President Barack Obama's path around Congress will be a pen and phone, he said in remarks before a cabinet meeting Tuesday, affirming his ability to take executive action when Congress blocks his legislative goals.
US President Barack Obama speaks during a cabinet meeting on January 14, 2014 in the Cabinet Room of the White House in Washington, DC. AFP PHOTO/Mandel NGAN MANDEL NGAN/AFP/Getty Images
“So Congress is going to be busy, and I’m looking forward to working with Democrats and Republicans, House members and Senate members, to try to continue to advance the economic recovery and to provide additional ladders of opportunity for everybody,” Obama said. “But one of the things that I’ll be emphasizing in this meeting is the fact that we are not just going to be waiting for legislation in order to make sure that we’re providing Americans the kind of help that they need. I’ve got a pen and I’ve got a phone.”
Republicans have criticized Obama for taking executive action in the past on matters such as the unpopular health law, gun control, immigration and carbon emission rules without authorization from Congress.
Before the cabinet meeting, Obama didn't seem likely to scale back in 2014, which he called a “year of action.”
“I can use that pen to sign executive orders and take executive actions and administrative actions that move the ball forward in helping to make sure our kids are getting the best education possible and making sure that our businesses are getting the kind of support and help they need to grow and advance to make sure that people are getting the skills that they need to get those jobs that our businesses are creating,” the president said.
“I’ve got a phone that allows me to convene Americans from every walk of life—nonprofits, businesses, the private sector, universities—to try to bring more and more Americans together around what I think is a unifying theme: making sure that this is a country where if you work hard, you can make it,” he continued.
Asked about the forthcoming executive actions, White House Press Secretary Jay Carney said the president will seize opportunities to work with Congress when possible.
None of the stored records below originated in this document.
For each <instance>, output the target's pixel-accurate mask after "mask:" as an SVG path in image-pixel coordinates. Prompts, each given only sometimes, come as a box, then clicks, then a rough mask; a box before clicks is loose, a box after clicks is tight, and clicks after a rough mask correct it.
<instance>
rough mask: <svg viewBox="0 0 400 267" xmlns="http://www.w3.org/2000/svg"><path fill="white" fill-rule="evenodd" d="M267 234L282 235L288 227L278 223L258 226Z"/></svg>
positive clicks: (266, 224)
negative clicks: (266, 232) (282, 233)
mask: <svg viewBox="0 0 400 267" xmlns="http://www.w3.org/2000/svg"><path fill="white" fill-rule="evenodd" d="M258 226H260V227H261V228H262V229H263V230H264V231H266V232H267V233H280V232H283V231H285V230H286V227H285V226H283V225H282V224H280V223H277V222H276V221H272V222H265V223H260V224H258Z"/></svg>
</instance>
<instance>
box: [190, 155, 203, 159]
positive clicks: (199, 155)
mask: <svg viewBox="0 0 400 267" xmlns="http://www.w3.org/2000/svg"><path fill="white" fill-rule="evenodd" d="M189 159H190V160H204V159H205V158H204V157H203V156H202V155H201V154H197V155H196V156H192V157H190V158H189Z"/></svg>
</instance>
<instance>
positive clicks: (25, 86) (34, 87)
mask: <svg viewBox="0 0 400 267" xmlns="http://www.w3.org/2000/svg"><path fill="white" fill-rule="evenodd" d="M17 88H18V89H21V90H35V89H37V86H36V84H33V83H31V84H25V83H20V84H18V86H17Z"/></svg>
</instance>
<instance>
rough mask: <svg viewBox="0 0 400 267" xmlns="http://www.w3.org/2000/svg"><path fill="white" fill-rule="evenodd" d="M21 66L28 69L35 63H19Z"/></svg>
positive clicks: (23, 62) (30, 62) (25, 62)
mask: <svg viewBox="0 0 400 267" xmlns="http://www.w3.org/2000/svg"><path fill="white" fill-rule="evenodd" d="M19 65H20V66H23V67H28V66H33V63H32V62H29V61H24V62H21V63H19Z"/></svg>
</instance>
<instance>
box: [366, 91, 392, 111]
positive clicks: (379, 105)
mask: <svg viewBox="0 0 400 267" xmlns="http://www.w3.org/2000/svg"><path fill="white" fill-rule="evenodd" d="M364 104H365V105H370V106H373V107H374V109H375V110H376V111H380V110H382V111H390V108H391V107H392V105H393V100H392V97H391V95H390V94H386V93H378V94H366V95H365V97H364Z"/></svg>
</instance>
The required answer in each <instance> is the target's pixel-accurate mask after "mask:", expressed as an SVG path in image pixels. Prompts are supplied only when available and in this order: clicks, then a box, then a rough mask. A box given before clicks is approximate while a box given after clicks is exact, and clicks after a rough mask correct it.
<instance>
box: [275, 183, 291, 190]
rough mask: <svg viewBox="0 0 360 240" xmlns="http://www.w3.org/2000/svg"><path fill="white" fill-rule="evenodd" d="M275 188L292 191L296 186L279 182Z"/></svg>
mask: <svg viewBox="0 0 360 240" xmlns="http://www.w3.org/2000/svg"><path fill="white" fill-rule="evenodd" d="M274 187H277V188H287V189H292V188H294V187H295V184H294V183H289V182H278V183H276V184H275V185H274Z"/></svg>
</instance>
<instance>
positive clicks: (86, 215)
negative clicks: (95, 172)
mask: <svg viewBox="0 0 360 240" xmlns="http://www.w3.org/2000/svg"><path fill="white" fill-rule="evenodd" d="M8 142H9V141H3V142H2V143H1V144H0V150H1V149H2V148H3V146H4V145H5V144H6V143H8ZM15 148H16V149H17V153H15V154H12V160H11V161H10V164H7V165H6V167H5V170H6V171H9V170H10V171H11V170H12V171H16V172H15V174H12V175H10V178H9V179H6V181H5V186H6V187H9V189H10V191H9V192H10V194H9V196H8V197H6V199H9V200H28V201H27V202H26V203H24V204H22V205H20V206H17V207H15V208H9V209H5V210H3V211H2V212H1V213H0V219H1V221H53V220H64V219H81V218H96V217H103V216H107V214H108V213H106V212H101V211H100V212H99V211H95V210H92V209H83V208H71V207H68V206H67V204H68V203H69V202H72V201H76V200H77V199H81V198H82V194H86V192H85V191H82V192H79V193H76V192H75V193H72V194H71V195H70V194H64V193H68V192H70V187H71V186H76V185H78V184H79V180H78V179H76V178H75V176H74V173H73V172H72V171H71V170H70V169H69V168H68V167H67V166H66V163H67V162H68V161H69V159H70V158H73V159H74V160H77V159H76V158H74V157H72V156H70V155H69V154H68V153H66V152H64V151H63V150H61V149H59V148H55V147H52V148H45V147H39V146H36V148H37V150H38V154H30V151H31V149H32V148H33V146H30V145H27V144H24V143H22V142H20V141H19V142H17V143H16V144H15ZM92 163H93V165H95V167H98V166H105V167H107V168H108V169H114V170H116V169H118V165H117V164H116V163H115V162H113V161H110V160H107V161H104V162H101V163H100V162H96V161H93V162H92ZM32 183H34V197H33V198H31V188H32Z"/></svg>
"But he will not limit himself and certainly doesn't think the American people would want him to limit himself just to what he could do legislatively through Congress," Carney said during the press briefing Tuesday. "As president, there is a lot more he can do and he has demonstrated that throughout his term in office. He will continue to do that with renewed vigor this year because there is much to be done and there is great opportunity to get it done using every means available to him."
When talking to reporters before the cabinet meeting, the president did not talk about many specifics. He again called on Congress to extend jobless benefits. He also said he planned to meet with university presidents and business leaders.
“I’ll also be pulling together university presidents from all across the country to talk about how we can make college education more accessible to more young people around this country,” the president said.
“We’re going to be bringing CEOs from across the country to also have a conversation about commitments they can make to start hiring the long-term unemployed—people who oftentimes have terrific skills, have a great work ethic, have wonderful experience, but because of the misfortune of having been laid off or lost their jobs during the depths of an extremely severe recession, have been out of work long enough that now we’re finding it’s very hard for them to just get in the door and make their case to an employer; that there’s some screening that’s taking place for people who have been out of work for more than a month or two and it makes it harder for them to get the kind of shot that they need," the president continued.